George G. Balog "blamed Jeanne Robinson and Dave [Marc] for a wide range of things, it seemed," Kurt Kocher, the department's spokesman, testified during the two employees' whistle-blower trial in U.S. District Court in Baltimore.
"It was monotonous. It was obsessive," said Kocher, who was Balog's top press aide beginning in 1996 and who remained Public Works spokesman after Balog left city government this year.
Kocher's testimony came on the third day of the federal civil trial against Balog and former Public Works officials Leonard H. Addison and Robert F. Guston. Robinson and Marc, both city engineers, claim that the three men punished them for exercising their First Amendment free speech rights.
In December 1995, Robinson and Marc criticized a landfill-repair contract that Balog had backed at a city Board of Estimates meeting. They also later cooperated with an investigation by the FBI and the U.S. attorney's office. For speaking out, Robinson and Marc allege, they suffered swift retaliation.
Robinson, then an acting division chief in the Bureau of Solid Waste, said her staff was cut from 60 employees to three and her division's annual budget slashed from $17 million to $150,000.
Marc testified yesterday that he was relegated to menial tasks and denied use of a laptop computer and a city-owned car, which he said was later assigned to an employee who did not have a driver's license.
The defendants have denied wrongdoing and noted that neither Robinson nor Marc lost their jobs or had their pay cut. Defense attorneys argued this week that the two workers were disgruntled employees who disagreed with management decisions.
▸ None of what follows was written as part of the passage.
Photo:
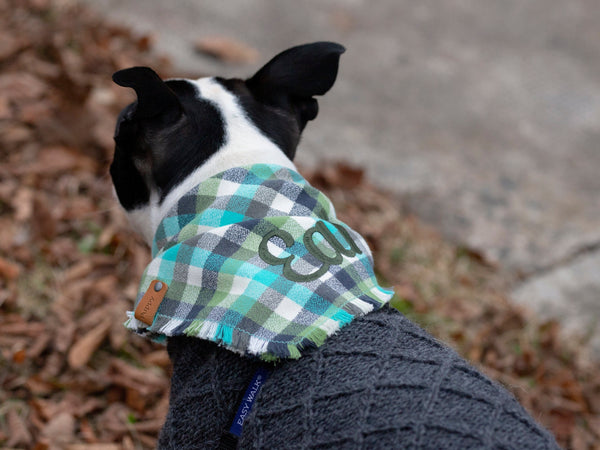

Asked by attorney Howard J. Schulman whether he had heard Balog discuss the two workers and the FBI, Kocher said, "It would just be sort of a string of expletives."
Robinson and Marc, whose case is expected to conclude this morning, have testified that they were reluctant to raise their concerns about work at the Quarantine Landfill. After they did, both said, they were denied promotions, shunned by colleagues and lost opportunities for extra pay.
Co-workers testified that they were told to stay away from Robinson and Marc. Yesterday, city worker Gail Desch backed up testimony from Robinson that Public Works employee Anthony DeMarco, Balog's bodyguard and chauffeur, regularly trailed Robinson. DeMarco did not return phone calls seeking comment.